Milled from selected varieties of wheat, Laucke’s Grains of Provenance flours are used to create specialised baked products, as well as being sold to consumers for their own baking needs. The flours each have defining characteristics around flavour and baking performance.
“Kangaroo Island is a unique environment, with its fresh sea winds and pure water,” Mark says.
“The area produces a very pure product, but the grain production area is relatively small. The Mallee is a much bigger, more diverse region, and unique in its own way.”
The Mallee Flour has recently been included in the new Laucke Bake at Home Sourdough Kit, allowing consumers to bake their own professional quality sourdough bread at home.
The Single Origin Mallee Flour creates strong doughs that are capable of trapping gas under pressure and also provide volume.

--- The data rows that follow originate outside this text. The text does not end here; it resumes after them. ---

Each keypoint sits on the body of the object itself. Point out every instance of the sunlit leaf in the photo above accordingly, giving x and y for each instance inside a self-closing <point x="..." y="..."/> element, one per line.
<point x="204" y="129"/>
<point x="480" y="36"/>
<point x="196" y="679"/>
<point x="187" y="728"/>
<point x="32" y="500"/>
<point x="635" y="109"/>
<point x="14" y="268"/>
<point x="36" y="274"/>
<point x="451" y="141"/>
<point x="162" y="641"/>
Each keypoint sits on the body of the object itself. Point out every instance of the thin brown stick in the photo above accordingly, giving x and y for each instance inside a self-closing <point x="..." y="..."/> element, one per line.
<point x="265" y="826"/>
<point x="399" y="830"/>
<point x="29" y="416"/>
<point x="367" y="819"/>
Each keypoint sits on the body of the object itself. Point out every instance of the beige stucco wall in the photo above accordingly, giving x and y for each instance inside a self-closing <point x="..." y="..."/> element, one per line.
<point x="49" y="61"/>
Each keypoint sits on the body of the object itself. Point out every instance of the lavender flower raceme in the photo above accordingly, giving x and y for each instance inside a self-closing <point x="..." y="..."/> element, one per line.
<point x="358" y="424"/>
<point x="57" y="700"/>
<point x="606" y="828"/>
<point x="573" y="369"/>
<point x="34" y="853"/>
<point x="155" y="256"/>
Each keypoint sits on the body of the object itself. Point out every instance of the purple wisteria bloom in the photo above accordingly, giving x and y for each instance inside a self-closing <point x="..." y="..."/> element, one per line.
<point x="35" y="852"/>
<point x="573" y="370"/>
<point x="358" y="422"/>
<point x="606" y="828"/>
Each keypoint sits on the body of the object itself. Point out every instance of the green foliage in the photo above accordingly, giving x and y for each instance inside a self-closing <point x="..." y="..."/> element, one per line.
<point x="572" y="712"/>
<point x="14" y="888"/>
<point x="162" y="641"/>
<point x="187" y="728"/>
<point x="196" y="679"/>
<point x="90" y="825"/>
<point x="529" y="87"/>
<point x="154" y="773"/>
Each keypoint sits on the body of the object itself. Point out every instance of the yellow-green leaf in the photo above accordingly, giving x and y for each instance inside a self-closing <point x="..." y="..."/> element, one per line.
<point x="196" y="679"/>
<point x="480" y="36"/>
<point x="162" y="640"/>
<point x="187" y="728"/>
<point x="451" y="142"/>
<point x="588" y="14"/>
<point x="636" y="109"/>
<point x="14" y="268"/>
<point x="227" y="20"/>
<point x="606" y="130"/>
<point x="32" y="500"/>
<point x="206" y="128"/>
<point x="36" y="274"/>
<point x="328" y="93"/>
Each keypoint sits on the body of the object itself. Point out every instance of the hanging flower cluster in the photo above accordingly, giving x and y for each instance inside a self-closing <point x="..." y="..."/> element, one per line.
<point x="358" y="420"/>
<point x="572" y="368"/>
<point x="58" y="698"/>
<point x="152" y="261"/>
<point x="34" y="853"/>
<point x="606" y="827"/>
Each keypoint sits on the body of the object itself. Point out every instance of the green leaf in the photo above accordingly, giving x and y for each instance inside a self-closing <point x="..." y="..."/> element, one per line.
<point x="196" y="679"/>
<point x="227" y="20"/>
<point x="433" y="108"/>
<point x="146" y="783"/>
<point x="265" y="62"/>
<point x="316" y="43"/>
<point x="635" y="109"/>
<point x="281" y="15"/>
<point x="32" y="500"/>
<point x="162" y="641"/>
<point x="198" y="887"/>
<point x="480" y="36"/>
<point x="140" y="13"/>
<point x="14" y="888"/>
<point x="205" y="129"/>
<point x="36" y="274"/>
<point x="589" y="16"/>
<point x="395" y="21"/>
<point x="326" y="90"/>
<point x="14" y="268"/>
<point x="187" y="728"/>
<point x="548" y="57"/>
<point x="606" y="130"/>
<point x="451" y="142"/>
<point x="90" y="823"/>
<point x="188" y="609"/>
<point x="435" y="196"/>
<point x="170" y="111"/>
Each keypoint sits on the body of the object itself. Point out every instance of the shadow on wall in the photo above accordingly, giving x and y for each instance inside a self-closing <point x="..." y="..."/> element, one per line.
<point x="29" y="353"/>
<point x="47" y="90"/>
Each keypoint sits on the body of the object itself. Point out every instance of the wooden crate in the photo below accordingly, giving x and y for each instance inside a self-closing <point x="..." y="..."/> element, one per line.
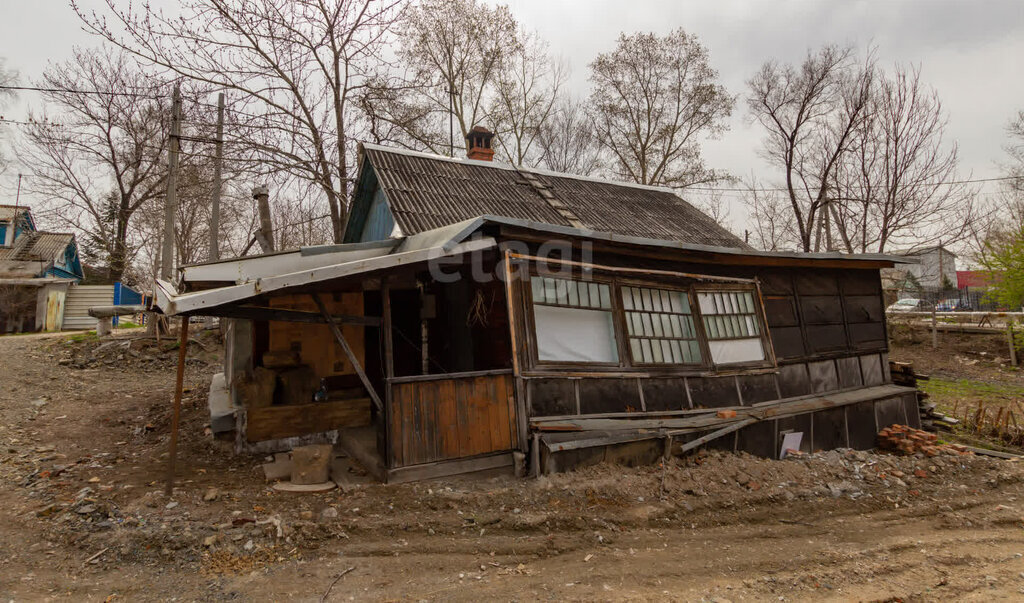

“When I was a young man, there were two sorts of bakers,” Mark says. “There were those who did a long ferment, what we now call a sourdough, and there were far more who did a shorter ferment – which was anywhere between eight and 12 hours.”
“These days, with the push for cheaper items in the supermarket, the ingredients are not dissimilar, but the methodology is much different.”
Mark explains that to reduce the costs of production of mass-produced sourdough, the fermentation period is often only around 40 minutes.
While it is enough time to allow some gas into the bread, it creates distinct disadvantages such as lack of flavour and the loss of that crispy crust.
“There are also many health benefits in allowing sufficient time for the fermentative microorganisms to partly digest the constituents of the flour. This makes it easier for humans to digest and provides more available nutrition with less glycaemic response,” Mark says.
“There is also a wide range of beneficial outcomes as a result of the healthy complement of gut microbiota.
“If you ask me, the best bread you could eat is a wholemeal sourdough, and with a glass of wine to accompany it, I think we would all be pretty happy.”